Oh, and that newly baptized refugee? She would have been killed for being baptized back home. There’s harm and then there’s harm. The martyrs teach us patience. And boy do we need it.

Another superficial reading of this story suggests we should be nice to those, “below our station.” The washroom attendant. The staff of the senator. What civic leader doesn’t talk about “servant-leadership” now? That’s not very interesting. Here’s what is: The only God there is bends low to wash your feet. If that doesn’t take your breath away, you’re not paying attention. Our Muslim neighbours, and I say this with all respect to Islam, say this cannot be. It would be a disgrace to God to be as low as a human, let alone a slave, crucified. So, Jesus is in the Koran, but none of those things happen. We respectfully think quite differently. Jesus is God in our flesh, lower than us. Dying to save. This is no disgrace. This is the most godly thing there could be. Then he invites us to do likewise, but none of us can do it quite like he does. Only his death saves the world. Only his resurrection heals it.

I gave you another salacious title this week, forgive me. “Naked God” not just because Jesus strips down to wash, but also because God is vulnerable to us. When Jesus bends at our feet, we can refuse him, like Peter tries to. We can kick him, like we do to other people at our worst. When God disrobes, he is defenseless. We can accuse him, mock him, torture him, kill him. Crucified people were naked, part of the humiliation. God is that vulnerable to us, to receive our violence and give back salvation.

There’s an old and terrible joke about church nerds who die and find two options.
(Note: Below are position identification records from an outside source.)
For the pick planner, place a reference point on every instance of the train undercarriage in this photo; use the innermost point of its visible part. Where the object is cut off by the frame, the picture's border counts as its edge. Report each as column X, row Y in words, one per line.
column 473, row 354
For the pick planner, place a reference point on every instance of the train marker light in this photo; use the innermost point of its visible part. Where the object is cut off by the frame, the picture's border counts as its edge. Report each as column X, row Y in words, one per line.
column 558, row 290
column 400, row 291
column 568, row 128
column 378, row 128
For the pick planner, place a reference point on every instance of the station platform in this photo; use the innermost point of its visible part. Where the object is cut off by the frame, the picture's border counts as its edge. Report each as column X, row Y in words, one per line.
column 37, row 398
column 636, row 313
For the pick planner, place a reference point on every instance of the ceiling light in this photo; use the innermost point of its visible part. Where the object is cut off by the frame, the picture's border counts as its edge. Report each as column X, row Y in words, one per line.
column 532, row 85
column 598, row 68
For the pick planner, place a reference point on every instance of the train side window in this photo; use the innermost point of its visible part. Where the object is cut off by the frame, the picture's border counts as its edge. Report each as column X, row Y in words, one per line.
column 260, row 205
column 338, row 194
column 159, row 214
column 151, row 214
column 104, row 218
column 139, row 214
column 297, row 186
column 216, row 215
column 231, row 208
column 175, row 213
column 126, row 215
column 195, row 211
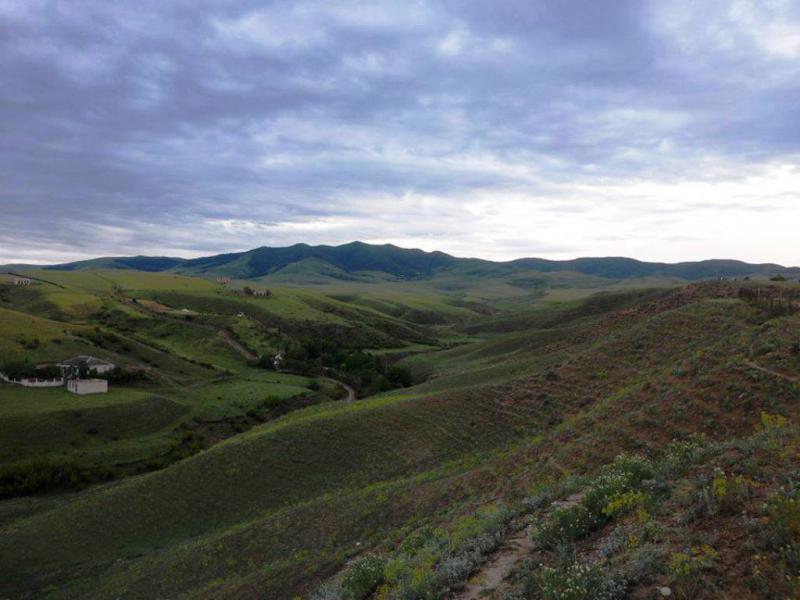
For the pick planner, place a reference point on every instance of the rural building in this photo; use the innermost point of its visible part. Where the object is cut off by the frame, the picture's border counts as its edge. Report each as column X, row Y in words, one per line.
column 87, row 386
column 87, row 363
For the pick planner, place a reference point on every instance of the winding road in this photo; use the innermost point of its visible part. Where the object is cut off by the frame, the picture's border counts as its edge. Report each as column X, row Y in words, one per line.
column 233, row 343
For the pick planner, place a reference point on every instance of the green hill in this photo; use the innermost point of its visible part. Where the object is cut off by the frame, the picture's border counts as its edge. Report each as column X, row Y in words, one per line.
column 362, row 262
column 510, row 436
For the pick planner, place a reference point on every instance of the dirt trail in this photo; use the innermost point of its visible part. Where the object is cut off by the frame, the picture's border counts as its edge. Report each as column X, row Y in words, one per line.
column 515, row 549
column 499, row 566
column 778, row 374
column 351, row 393
column 233, row 343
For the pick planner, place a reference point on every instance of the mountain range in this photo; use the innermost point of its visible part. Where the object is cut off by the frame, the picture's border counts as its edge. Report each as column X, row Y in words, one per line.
column 361, row 261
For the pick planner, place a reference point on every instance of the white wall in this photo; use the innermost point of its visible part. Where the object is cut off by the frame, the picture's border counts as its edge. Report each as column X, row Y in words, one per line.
column 34, row 382
column 87, row 386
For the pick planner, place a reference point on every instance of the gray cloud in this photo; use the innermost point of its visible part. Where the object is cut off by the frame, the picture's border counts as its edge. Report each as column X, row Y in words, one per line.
column 185, row 127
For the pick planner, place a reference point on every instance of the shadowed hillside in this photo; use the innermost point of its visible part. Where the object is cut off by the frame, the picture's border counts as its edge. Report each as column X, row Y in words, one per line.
column 436, row 477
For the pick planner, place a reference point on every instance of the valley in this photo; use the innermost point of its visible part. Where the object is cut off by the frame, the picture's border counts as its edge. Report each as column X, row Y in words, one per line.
column 443, row 436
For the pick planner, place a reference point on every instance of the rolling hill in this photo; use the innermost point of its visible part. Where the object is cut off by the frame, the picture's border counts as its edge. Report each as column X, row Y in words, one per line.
column 358, row 261
column 622, row 443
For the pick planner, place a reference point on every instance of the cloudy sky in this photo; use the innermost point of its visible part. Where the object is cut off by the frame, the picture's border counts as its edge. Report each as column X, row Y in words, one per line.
column 664, row 129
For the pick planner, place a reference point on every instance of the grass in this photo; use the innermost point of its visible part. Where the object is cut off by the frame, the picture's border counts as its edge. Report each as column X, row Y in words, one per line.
column 553, row 398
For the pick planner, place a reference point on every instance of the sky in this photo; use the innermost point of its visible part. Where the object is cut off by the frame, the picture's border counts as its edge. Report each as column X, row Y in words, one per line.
column 662, row 130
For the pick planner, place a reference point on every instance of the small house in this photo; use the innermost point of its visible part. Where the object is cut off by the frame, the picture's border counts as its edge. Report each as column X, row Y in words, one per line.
column 87, row 386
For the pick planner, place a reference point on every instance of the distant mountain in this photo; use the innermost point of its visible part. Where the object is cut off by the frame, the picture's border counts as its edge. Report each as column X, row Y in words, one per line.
column 367, row 262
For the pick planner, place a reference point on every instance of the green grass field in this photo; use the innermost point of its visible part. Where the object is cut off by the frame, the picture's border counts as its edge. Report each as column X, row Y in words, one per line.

One sign says, “This way to heaven.” The other sign says, “This way to a discussion group about heaven.” And you know which one we church nerds take. Ooh, I like discussions. Talking about faith is often a substitute for doing it. But Jesus says do what I do. Not think what I think. Not be a little nicer, please. But divest, take off those signs of power and authority, bend low, and dig out the muck between someone else’s toes. It’s spectacularly weird. No less weird than the God of the universe having feet, being a body, with a Jewish mom. Giving away his divinity to us mere humans, to make us daughters and sons of God Most High. Amen.